Around the fire sat or sprawled the men. Two of them were industriously mending, one a shirt, the other a bridle. The Professor and the man with the scrubby beard were complacently smoking, while Stephen, glad to stretch out after the day’s ride with an arm that constantly distressed him, was reclining upon a blanket, staring into the flames and conjuring up in their leaping tongues numerous soothing pictures.
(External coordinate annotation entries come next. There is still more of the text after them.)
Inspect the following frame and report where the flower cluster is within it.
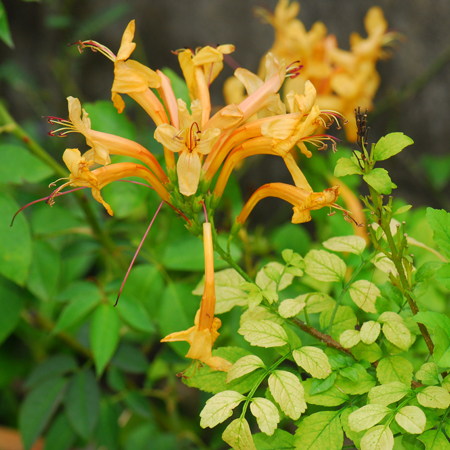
[48,21,340,371]
[225,0,399,142]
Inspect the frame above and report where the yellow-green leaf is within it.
[360,320,381,345]
[293,347,331,378]
[227,355,266,383]
[361,425,394,450]
[250,397,280,436]
[339,330,361,348]
[269,370,306,420]
[369,381,411,406]
[323,235,366,255]
[238,320,288,348]
[349,280,381,313]
[395,406,427,434]
[417,386,450,409]
[305,250,347,281]
[348,404,391,433]
[222,419,256,450]
[200,391,245,428]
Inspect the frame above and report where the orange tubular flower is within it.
[161,223,232,372]
[236,183,340,227]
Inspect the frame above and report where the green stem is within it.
[0,101,117,259]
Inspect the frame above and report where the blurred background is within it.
[0,0,450,207]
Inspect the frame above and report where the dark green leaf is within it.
[27,241,60,301]
[90,303,120,376]
[0,277,23,344]
[0,144,54,184]
[373,133,414,161]
[427,208,450,258]
[19,378,67,450]
[64,370,100,440]
[0,2,14,48]
[363,168,397,195]
[0,193,32,285]
[44,412,77,450]
[24,355,78,389]
[334,157,363,177]
[111,342,150,373]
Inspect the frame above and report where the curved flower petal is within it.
[154,123,187,153]
[177,151,202,196]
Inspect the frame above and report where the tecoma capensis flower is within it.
[251,0,401,142]
[161,223,232,372]
[155,99,220,196]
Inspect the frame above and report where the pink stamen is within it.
[114,201,164,306]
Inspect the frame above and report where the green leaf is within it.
[192,269,248,314]
[319,306,357,339]
[416,360,439,386]
[417,386,450,409]
[348,404,392,433]
[295,411,344,450]
[417,428,450,450]
[83,100,136,140]
[0,193,32,286]
[427,208,450,258]
[64,370,100,440]
[369,381,411,406]
[222,418,257,450]
[250,397,280,436]
[227,355,266,383]
[27,241,61,301]
[161,235,242,272]
[373,133,414,161]
[433,326,450,367]
[268,370,306,420]
[292,347,331,379]
[238,320,288,348]
[377,356,413,386]
[363,168,397,195]
[19,378,67,450]
[0,146,54,184]
[323,236,366,255]
[352,342,383,363]
[200,391,245,428]
[383,322,412,351]
[111,341,150,373]
[24,355,78,389]
[90,303,120,376]
[278,295,306,318]
[116,295,155,334]
[302,378,349,406]
[395,406,427,434]
[44,413,77,450]
[413,311,450,337]
[253,429,294,450]
[349,280,381,314]
[183,347,262,394]
[53,287,102,333]
[361,425,394,450]
[0,2,14,48]
[436,263,450,289]
[334,158,363,177]
[305,250,347,281]
[0,278,24,344]
[361,320,381,345]
[339,330,361,348]
[256,262,294,291]
[295,292,336,314]
[161,67,191,107]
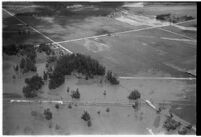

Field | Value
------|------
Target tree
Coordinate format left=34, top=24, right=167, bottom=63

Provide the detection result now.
left=128, top=89, right=141, bottom=100
left=106, top=71, right=119, bottom=85
left=25, top=74, right=44, bottom=90
left=71, top=88, right=80, bottom=99
left=66, top=87, right=70, bottom=92
left=22, top=75, right=44, bottom=98
left=43, top=108, right=52, bottom=120
left=49, top=54, right=105, bottom=88
left=20, top=58, right=26, bottom=69
left=163, top=118, right=181, bottom=131
left=81, top=111, right=91, bottom=121
left=43, top=71, right=47, bottom=80
left=23, top=86, right=37, bottom=98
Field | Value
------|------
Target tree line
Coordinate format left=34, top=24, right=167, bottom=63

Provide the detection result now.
left=49, top=54, right=105, bottom=89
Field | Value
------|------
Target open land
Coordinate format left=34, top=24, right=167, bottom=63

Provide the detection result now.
left=3, top=2, right=197, bottom=135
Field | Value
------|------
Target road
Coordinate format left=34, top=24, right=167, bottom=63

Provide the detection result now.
left=2, top=8, right=73, bottom=54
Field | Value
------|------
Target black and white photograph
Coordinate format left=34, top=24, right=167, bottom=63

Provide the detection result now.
left=1, top=1, right=198, bottom=135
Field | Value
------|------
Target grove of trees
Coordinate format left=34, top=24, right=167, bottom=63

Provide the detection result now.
left=49, top=54, right=105, bottom=89
left=23, top=75, right=44, bottom=98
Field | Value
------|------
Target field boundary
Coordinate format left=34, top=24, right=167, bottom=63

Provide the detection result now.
left=55, top=19, right=197, bottom=44
left=2, top=8, right=73, bottom=54
left=119, top=76, right=196, bottom=80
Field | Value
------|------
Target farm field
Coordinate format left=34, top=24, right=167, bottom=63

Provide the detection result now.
left=2, top=2, right=197, bottom=135
left=4, top=78, right=196, bottom=134
left=62, top=29, right=196, bottom=77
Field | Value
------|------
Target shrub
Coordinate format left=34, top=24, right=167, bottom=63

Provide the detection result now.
left=128, top=89, right=141, bottom=100
left=44, top=108, right=52, bottom=120
left=81, top=111, right=91, bottom=121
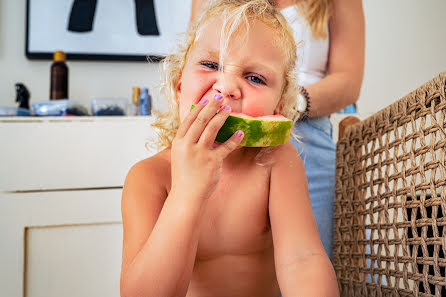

As he sat there the man with the beard suddenly addressed him.
“Doc,” he drawled, removing his pipe from between whiskers that glinted in the light of the fire, “now that you’ve got him, what are you thinking of doing with that horse?”
“I’ll take him back,” replied Stephen, pleasantly.
The other was silent. “Shore!” he rejoined, after a moment. “But take him back where?”
“Where he belongs.”
There was further silence. “Excuse me!” finally exclaimed the other. “I was thinking as mebbe you’d take him whence he came.”
Stephen sat erect and looked at the other. He was smoking again complacently.